Culex mosquitoes are capable of transmitting flaviviruses (Goddard et al., 2002; Mackenzie, Gubler & Petersen, 2004), as well as alphaviruses (Reisen et al., 1990) and bunyaviruses (Turell et al., 1996). Two studies have reported evidence that Cx. quinquefasciatus mosquitoes may be vectors for ZIKV (Guedes et al., 2016; Guo et al., 2016). However, our data suggest that Cx. quinquefasciatus are refractory to infection with high titers of two ZIKV strains, the original African-type strain (MR766) and a strain isolated from the recent outbreak in the Americas (PRVABC59). Our data are consistent with results from other groups that were unable to infect laboratory Cx. pipiens and recently colonized Cx. quinquefasciatus (Aliota et al., 2016a; Amraoui et al., 2016; Boccolini et al., 2016; Hall-Mendelin et al., 2016; Huang et al., 2016; Fernandes et al., 2016; Weger-Lucarelli et al., 2016). These conflicting results may be due to differences in the genetic background of the tested mosquito colonies, the viral strains examined, or different assay methodologies. For instance, in the studies that reported Culex as a possible ZIKV vector, virus was detected by PCR of viral RNA in mosquito samples, salivary secretions (Guedes et al., 2016) or tissue from mice infected by mosquito bite (Guo et al., 2016). Many studies have shown that PCR can detect viral RNA that is not infectious (Tabachnick et al., 1996; Aubry et al., 2016; Musso et al., 2016). Therefore, virus identification from mosquitoes or bitten hosts by molecular methods is suggestive, but does not necessarily mean the species is capable of becoming infected with and transmitting infectious virus (Bernard et al., 2001; Kramer & Bernard, 2001). Further experiments assessing viable virus transmission in Culex mosquitoes are clearly warranted to fully confirm or refute the vector status of this important genus.

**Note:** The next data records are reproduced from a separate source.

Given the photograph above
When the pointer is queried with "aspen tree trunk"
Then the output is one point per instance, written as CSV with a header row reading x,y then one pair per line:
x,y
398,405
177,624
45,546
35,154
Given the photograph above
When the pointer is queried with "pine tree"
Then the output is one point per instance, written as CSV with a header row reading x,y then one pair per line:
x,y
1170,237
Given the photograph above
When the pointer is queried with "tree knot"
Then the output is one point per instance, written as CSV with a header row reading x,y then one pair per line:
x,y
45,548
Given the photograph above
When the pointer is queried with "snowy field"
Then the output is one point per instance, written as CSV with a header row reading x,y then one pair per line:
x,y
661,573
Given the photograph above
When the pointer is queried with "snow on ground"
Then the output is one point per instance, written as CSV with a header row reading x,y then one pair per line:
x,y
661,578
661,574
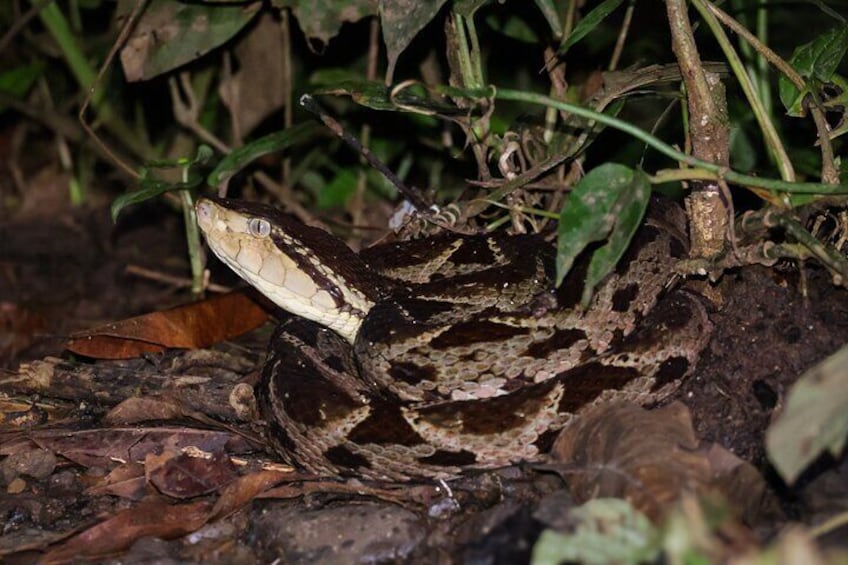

Although our results suggest that An. gambiae, An. stephensi, and Cx. quinquefasciatus do not contribute to ZIKV transmission to humans, we cannot rule out that there are other members of those genera that could serve as vectors. Future studies should continue to explore novel vectors for ZIKV, especially given that species other than Aedes have been implicated in the spread of arthropod-borne viruses into novel environments (Venkatesan & Rasgon, 2010).

Conclusions

In conclusion, our data emphasize the importance of exploring the vector competence of diverse mosquito species for emerging pathogens. Our results suggest that An. gambiae, An. stephensi, and Cx. quinquefasciatus are unable to become infected with ZIKV, even at high titers. We also suggest that studies examining vector competence of mosquitoes for ZIKV and other viral pathogens be performed using infectious virus plaque assays, and that the use of PCR-based detection methods be avoided.